In this regard, we have previously reported the synthesis and characterization of hydrogen-bridged bis(silylene) complexes, which have novel four-centre bonding interaction and can be described as two canonical forms where the Si–H is activated at the adjacent silylene ligand by coordinating its σ-bonding electrons^18,19 (Fig. 1). These complexes have two Lewis acidic silicon centres close to each other and a hydridic bridging hydrogen atom, as suggested by detailed DFT calculations, which inspired us to investigate the reactivity toward small molecules. Here we report the reactions of Cp*W(CO)₂{Me₂Si⋯H⋯Si(^tBu)Me} (1), which was previously synthesised,¹⁸ with several small nucleophiles (alcohol, phenol, ketones, amine, etc.) and product characterization including single-crystal X-ray diffraction (SC-XRD) analysis of five complexes.

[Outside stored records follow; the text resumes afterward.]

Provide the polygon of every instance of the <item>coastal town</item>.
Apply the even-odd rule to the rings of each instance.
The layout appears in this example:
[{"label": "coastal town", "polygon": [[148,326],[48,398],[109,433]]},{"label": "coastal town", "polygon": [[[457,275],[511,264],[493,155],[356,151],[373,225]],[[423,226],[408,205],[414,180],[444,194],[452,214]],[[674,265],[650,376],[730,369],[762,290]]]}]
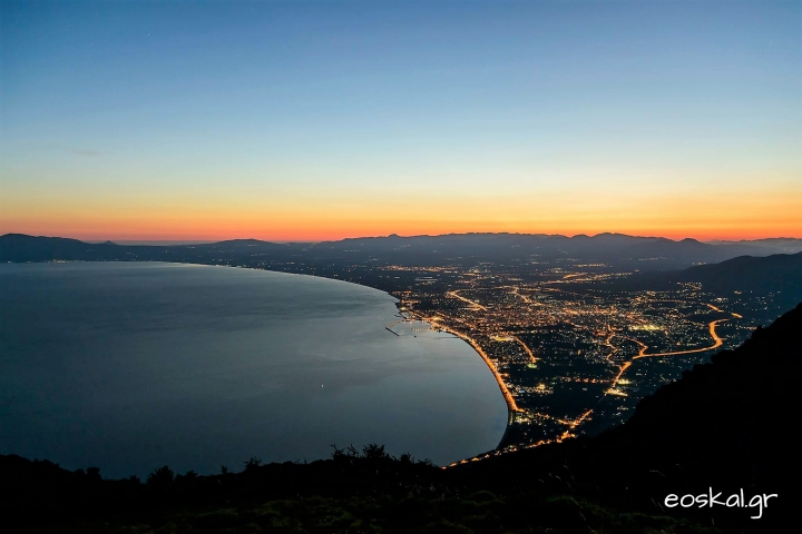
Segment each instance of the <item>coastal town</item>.
[{"label": "coastal town", "polygon": [[381,270],[411,283],[393,293],[405,320],[464,339],[495,375],[509,422],[498,449],[483,456],[620,424],[640,398],[741,344],[761,304],[693,283],[619,289],[614,281],[630,274],[599,265],[529,276],[491,265]]}]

Fig. 1 Description of hydrogen-bridged bis(silylene) complexes: charge distribution and the Si–H bond activation form on the adjacent silylene ligand. R = alkyl groups.

Treatment of 1 with 1 equiv. of phenol at room temperature almost instantaneously led to an air-sensitive phenoxy-bridged bis(silylene) complex Cp*W(CO)₂{Me₂Si⋯O(Ph)⋯Si(^tBu)Me} (2) in 91% NMR yield, accompanied by evolution of H₂ (4.46 ppm in C₆D₆) (eqn (1)). The use of p-cresol instead of phenol led to an analogous complex Cp*W(CO)₂{Me₂Si⋯O(p-tol)⋯Si(^tBu)Me} (3). Complexes 2 and 3 were isolated in 68% and 65% yields, respectively, after recrystallisation and characterised by ¹H, ¹³C and ²⁹Si NMR, IR spectroscopy and elemental analysis. The appearance of moderately downfield-shifted ²⁹Si NMR resonances (108.0 and 121.8 ppm) of 2 is indicative of the formation of base-stabilised silylene ligands,^20–25 and these resonances are comparable to those of the methoxy-bridged bis(silylene) complex Cp*W(CO)₂{Me₂Si⋯O(Me)⋯Si(^tBu)Me} (A) (97.5 ppm for SiMe₂ and 111.4 ppm for SiMe^tBu).¹⁸ Thus, as expected, 1 reacted with weak protic acids at the bridging hydrogen moiety, in line with its hydridic nature previously reported, resulting in the replacement of the bridging hydrogen atom with the aryloxy group by releasing dihydrogen. Complex 1 also reacted with ⁱPrOH just as MeOH¹⁸ despite being bulkier, to afford a similar complex Cp*W(CO)₂{Me₂Si⋯O(ⁱPr)⋯Si(^tBu)Me} (4). The extremely easy and clean occurrence of the reaction and concomitant dihydrogen evolution can be notable features.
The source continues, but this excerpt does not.